Mais peu à peu, elle se glisse dans le moule : de mieux en mieux vêtue, de plus en plus méprisante, et toujours prête à trinquer aux succès du bureau. L’ambition la gagne. De paragraphe en paragraphe, le parcours est clair : ça finira mal. Et c’est tout à fait crédible.
DES ADIEUX CHOISIS
À ces adieux qui dépassent les personnages s’ajoutent ceux qui sont sciemment choisis. Comme dans « Qu’est-ce que tu attends de moi », axée sur l’amour qu’on laisse passer, ou la jolie nouvelle « Il pensera à eux », centrée sur une amitié qui s’efface.
C’est aussi l’amitié qui caractérise la nouvelle « On ne laisse pas tomber un ami d’enfance », la plus cruelle du lot.
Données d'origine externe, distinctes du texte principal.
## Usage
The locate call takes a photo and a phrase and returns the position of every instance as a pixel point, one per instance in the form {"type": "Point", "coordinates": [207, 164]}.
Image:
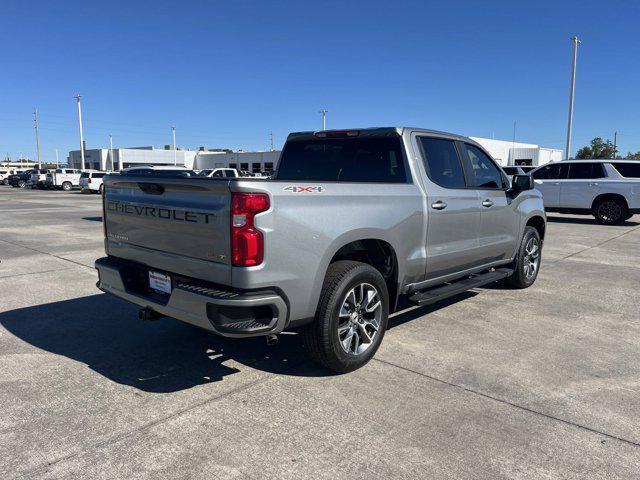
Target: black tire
{"type": "Point", "coordinates": [525, 260]}
{"type": "Point", "coordinates": [610, 211]}
{"type": "Point", "coordinates": [322, 339]}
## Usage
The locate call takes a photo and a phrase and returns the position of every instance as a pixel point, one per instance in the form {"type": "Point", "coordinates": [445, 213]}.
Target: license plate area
{"type": "Point", "coordinates": [159, 282]}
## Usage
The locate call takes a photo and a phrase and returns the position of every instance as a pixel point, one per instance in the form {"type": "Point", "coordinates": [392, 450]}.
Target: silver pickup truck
{"type": "Point", "coordinates": [353, 222]}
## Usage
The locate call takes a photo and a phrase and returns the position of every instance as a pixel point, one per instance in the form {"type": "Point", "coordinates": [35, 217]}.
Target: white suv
{"type": "Point", "coordinates": [607, 189]}
{"type": "Point", "coordinates": [92, 181]}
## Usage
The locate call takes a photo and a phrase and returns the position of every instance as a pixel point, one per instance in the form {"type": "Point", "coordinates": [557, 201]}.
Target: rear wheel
{"type": "Point", "coordinates": [611, 211]}
{"type": "Point", "coordinates": [527, 262]}
{"type": "Point", "coordinates": [351, 318]}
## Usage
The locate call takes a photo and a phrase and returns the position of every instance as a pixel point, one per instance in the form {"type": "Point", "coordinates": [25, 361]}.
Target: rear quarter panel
{"type": "Point", "coordinates": [304, 230]}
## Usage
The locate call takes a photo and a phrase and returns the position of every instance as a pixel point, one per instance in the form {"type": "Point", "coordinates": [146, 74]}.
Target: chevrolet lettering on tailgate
{"type": "Point", "coordinates": [159, 212]}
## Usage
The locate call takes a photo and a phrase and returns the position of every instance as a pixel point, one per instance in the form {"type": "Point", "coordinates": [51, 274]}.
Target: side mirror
{"type": "Point", "coordinates": [520, 183]}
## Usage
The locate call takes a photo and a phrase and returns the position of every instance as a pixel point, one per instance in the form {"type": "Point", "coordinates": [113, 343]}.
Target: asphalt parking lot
{"type": "Point", "coordinates": [495, 383]}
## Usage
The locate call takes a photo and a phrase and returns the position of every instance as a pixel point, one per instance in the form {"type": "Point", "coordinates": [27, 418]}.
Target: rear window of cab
{"type": "Point", "coordinates": [359, 159]}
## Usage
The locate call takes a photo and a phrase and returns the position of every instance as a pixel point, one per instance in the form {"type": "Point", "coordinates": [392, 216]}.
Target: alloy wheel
{"type": "Point", "coordinates": [531, 258]}
{"type": "Point", "coordinates": [359, 318]}
{"type": "Point", "coordinates": [609, 211]}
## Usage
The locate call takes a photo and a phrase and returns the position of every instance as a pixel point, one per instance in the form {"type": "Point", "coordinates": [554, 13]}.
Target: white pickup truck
{"type": "Point", "coordinates": [38, 178]}
{"type": "Point", "coordinates": [63, 179]}
{"type": "Point", "coordinates": [5, 174]}
{"type": "Point", "coordinates": [607, 189]}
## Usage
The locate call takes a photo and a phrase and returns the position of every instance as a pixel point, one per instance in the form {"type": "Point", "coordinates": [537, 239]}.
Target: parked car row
{"type": "Point", "coordinates": [607, 189]}
{"type": "Point", "coordinates": [91, 180]}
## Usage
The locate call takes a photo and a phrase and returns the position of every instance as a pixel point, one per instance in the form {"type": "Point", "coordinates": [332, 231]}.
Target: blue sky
{"type": "Point", "coordinates": [227, 73]}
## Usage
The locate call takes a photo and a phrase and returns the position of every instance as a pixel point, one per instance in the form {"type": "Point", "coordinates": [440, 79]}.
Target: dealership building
{"type": "Point", "coordinates": [109, 160]}
{"type": "Point", "coordinates": [504, 152]}
{"type": "Point", "coordinates": [516, 153]}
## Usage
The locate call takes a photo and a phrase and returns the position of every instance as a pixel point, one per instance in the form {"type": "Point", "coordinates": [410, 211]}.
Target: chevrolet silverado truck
{"type": "Point", "coordinates": [354, 224]}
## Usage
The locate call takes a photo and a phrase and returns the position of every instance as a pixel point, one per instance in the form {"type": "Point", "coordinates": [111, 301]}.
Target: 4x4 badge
{"type": "Point", "coordinates": [304, 189]}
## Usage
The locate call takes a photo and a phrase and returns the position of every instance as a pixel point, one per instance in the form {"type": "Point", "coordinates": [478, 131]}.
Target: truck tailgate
{"type": "Point", "coordinates": [187, 217]}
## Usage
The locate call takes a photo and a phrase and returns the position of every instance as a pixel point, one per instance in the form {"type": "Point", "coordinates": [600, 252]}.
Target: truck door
{"type": "Point", "coordinates": [582, 185]}
{"type": "Point", "coordinates": [453, 212]}
{"type": "Point", "coordinates": [548, 179]}
{"type": "Point", "coordinates": [499, 223]}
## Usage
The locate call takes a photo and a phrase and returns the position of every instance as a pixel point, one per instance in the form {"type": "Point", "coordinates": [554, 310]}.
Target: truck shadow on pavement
{"type": "Point", "coordinates": [587, 220]}
{"type": "Point", "coordinates": [162, 356]}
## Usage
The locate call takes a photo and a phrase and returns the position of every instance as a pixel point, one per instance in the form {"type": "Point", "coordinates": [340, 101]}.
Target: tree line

En quelques scènes, avec subtilité, on comprend pourquoi Louis, son protagoniste, a choisi de complètement s’isoler.
Il y a encore cette nouvelle, originale, où c’est l’adieu au sommeil qui se passe de mots. Mais pas des bons conseils donnés par tout un chacun ! Le titre les résume : « Par manque de rigueur ou de volonté ». Et le texte les livre en vrac, parfois sans ponctuation. Le tout se conclut par un paradoxal et amusant « et avant de te coucher ne pense surtout pas à tout ça ».
Ironique, tendre ou triste, l’autrice sait en fait si bien rendre justice à toutes les situations qu’on ressent le besoin de lui dire bienvenue et bonne suite en littérature !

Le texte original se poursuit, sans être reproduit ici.